March 24th, 2011 by Editor
Major social news website Reddit.com had a major outage last week, and on their “You Broke Reddit (the site is down)” page, the company clearly blamed Amazon for its problems, stating: “Amazon is currently having an issue with their storage network. Please stand by.”
Reddit has released an official statement on their blog regarding the outage:
“As you will see, the blame was partly ours and partly Amazon’s (our hosting provider)… We’ll certainly admit that more could be done from our side to prevent hosting issues from affecting us so gravely. However this was a very serious outage which affected a large proportion of our disks. We would be lying if we said Amazon didn’t have some fault here.”
Then there is a more detailed explanation of the problem, including how data was committed to “slave” database replication clusters even though it was not committed to the “masters”.
“In a normal replication scenario, this should never, ever happen. The master commits the data, then tells the slave it is safe to commit the same data…The replication issue resulted in key conflicts on some of our slave databases. If you work in RDBMS at all, you know this is an extremely bad thing.”
Extremely bad things aside, Reddit explained that the Elastic block service had “reliability issues” and decided to move their Cassandra database to local storage, which offered less functionality but more reliability. They may also do the same with Postgres clusters.

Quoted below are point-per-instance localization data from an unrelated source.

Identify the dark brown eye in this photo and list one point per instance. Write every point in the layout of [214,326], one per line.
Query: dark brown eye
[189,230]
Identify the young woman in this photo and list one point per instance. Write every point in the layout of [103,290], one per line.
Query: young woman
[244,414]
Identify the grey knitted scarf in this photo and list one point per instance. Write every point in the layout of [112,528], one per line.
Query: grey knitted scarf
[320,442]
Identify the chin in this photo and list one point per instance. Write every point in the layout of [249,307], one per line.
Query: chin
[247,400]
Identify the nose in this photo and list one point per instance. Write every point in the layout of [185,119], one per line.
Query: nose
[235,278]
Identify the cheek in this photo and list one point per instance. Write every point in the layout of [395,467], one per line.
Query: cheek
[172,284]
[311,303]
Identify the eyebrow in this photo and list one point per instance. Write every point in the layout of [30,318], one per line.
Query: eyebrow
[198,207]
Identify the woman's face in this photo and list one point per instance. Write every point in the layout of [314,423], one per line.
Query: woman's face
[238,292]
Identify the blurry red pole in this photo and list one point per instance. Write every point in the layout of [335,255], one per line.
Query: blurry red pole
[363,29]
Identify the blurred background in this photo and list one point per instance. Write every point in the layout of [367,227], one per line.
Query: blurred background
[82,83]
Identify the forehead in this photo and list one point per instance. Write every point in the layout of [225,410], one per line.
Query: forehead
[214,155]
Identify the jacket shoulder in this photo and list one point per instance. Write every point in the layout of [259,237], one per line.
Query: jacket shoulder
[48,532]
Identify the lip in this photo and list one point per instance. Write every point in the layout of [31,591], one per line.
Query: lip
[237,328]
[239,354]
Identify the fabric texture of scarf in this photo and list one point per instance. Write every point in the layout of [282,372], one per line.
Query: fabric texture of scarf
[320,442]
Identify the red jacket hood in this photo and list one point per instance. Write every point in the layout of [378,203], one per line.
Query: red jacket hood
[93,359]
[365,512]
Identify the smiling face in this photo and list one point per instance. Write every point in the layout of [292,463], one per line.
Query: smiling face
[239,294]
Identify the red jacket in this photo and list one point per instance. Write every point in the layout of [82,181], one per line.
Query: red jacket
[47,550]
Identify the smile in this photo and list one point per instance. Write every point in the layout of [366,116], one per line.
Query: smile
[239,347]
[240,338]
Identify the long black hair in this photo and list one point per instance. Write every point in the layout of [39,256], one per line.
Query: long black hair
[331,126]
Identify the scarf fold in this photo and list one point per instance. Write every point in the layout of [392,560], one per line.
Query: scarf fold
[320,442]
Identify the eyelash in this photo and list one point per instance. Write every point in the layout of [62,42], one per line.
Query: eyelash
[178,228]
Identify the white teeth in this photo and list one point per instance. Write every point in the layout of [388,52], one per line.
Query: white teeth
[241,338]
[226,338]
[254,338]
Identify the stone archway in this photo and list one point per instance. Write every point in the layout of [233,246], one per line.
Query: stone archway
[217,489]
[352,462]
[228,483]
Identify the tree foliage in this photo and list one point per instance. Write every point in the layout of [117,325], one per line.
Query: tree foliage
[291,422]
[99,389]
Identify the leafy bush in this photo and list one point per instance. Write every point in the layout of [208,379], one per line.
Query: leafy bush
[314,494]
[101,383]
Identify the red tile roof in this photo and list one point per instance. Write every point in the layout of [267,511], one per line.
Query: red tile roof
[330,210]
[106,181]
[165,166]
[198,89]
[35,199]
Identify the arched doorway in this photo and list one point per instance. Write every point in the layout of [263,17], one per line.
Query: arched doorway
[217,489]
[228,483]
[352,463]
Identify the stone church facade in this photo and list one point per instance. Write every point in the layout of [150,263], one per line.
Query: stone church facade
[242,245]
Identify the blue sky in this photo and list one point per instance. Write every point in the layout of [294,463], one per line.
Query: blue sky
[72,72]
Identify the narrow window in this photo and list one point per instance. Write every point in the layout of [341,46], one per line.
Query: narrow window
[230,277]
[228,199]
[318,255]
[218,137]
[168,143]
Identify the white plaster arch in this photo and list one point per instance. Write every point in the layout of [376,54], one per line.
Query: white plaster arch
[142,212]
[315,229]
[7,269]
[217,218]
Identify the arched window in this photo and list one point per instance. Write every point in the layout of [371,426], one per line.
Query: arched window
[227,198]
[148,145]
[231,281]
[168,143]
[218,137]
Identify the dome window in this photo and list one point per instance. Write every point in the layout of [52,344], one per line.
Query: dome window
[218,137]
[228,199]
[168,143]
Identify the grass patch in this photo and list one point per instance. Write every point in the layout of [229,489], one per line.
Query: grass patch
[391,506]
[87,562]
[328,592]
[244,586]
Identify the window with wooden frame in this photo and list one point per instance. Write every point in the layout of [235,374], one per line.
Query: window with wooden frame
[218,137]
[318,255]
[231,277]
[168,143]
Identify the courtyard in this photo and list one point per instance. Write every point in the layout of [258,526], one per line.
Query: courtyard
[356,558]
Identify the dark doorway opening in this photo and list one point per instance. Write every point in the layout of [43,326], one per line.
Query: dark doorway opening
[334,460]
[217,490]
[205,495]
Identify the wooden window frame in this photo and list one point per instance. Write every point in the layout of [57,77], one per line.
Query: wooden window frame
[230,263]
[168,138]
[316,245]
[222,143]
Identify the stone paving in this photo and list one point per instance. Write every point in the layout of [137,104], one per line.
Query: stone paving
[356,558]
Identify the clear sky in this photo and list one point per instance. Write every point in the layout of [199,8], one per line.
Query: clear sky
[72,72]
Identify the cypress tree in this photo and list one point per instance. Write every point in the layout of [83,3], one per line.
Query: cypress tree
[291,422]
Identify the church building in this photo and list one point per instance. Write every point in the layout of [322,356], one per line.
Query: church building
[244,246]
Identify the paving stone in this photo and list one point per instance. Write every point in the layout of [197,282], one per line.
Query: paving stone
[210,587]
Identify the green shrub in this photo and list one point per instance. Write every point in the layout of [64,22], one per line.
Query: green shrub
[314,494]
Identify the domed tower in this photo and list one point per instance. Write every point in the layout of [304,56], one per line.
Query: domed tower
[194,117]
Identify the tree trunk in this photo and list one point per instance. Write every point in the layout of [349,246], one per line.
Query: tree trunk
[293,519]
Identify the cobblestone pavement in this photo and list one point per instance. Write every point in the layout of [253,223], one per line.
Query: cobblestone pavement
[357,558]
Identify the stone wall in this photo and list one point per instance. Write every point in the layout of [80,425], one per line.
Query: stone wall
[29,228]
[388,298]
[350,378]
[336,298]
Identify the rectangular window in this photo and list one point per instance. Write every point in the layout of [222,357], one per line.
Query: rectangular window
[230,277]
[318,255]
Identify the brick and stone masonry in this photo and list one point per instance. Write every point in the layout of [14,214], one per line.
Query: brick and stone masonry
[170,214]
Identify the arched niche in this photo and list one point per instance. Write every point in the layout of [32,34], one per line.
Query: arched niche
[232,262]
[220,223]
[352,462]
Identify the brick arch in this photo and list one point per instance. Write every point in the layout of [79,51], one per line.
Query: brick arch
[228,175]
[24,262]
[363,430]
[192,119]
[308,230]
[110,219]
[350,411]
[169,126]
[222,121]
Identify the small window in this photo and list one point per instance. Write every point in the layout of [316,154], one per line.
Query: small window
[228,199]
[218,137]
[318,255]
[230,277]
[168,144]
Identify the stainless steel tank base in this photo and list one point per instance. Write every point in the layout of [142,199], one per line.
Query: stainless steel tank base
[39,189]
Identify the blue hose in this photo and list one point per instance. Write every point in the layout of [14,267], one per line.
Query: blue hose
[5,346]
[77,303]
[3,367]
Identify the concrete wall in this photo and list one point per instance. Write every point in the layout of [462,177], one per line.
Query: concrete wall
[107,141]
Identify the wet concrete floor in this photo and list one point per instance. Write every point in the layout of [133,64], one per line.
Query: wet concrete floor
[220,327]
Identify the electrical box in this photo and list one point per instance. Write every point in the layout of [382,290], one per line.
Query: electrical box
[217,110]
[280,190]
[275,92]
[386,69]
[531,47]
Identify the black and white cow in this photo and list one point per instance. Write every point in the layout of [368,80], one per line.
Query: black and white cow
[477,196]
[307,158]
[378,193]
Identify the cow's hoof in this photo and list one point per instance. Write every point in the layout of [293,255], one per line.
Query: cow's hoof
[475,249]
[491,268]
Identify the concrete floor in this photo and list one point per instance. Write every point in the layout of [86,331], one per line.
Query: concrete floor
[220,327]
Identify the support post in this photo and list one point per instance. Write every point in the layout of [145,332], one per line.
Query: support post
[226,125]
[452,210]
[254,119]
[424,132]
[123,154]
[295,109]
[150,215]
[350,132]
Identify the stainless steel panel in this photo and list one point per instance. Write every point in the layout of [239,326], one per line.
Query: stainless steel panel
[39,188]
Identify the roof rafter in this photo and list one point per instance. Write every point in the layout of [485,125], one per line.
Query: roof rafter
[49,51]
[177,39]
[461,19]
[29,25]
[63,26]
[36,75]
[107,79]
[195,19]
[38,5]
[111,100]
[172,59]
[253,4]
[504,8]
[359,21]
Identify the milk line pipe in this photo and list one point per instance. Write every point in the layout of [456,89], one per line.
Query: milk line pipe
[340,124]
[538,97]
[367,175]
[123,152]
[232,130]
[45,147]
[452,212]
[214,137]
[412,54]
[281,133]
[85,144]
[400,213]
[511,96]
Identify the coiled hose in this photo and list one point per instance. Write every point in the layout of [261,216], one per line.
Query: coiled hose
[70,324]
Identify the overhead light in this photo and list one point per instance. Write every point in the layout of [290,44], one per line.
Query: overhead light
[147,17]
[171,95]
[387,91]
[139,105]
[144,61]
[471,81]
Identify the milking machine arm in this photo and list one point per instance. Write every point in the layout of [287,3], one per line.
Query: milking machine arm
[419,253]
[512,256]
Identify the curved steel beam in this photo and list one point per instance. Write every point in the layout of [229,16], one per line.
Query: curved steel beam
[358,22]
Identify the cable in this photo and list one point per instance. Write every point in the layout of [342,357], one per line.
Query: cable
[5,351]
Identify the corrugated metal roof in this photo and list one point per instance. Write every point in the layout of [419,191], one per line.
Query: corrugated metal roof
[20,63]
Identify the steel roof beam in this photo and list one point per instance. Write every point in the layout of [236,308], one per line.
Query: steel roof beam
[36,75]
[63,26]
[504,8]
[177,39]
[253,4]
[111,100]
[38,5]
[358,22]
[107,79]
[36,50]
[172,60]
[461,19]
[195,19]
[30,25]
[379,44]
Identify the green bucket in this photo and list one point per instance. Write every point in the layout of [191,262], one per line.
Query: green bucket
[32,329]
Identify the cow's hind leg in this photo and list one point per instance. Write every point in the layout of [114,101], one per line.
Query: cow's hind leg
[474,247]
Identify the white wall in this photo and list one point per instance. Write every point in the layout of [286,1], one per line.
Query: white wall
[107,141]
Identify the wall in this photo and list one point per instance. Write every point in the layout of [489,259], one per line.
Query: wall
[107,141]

Even though Reddit admitted partial culpability, three former Reddit employees posted on Reddit that the current Reddit team was “giving Amazon too much credit here,” calling Amazon’s EBS “a barrel of laughs in terms of performance and reliability, and are a constant (and the single largest) source of failure across Reddit… Their EBS product alone accounts for probably 80% of Reddit’s downtime.”
“EBSs are too slow to use single EBSs for a database machine servicing as many requests as Reddit’s are. So you have to RAID them together. But that increases your surface-area for risk in failure. Couple that with ridiculously [emphasis King’s] high variability in their actual performance … This … caus[es] many many micro-downtimes throughout the day, accounting for the vast majority of the ‘You broke reddit’ pages.”
Which brings up an interesting idea; if you could ensure performance without RAID, would that increase the reliability?
It would be disingenuous to say that I don’t have an agenda here, as I currently split my time between two companies. One produces a product which monitors systems for problems before they become problems (ScienceLogic), and another which improves performance of storage (CacheIQ). It would be easy for me to say: “Well – buy our wonderful, awesome, guaranteed to save your eternal soul or triple-your-money back technology product(s).”
Unfortunately that probably wouldn’t help in this case. While I think that Amazon does deserve some blame here, the real root cause of the problem is that Reddit has been chronically underfunded.
Reddit is one of the largest, if not the largest, social news sites, with a billion pageviews to its name. Plus, it’s loaded with tons of yummy market-targeting information. For example, if you sold, I don’t know, Weasel shaving lotion, you would be able to reach a targeted audience in Reddit’s section by buying an ad in the section devoted to weasel shaving, reddit.com/r/Weaselshaving.
But it only has a handful of staff – in fact, only one developer – and is seriously underfunded compared to similar sites. So you could make the argument that better performing hardware is important; but you could also make the argument that they would be on better performing hardware if they had the budget and staff.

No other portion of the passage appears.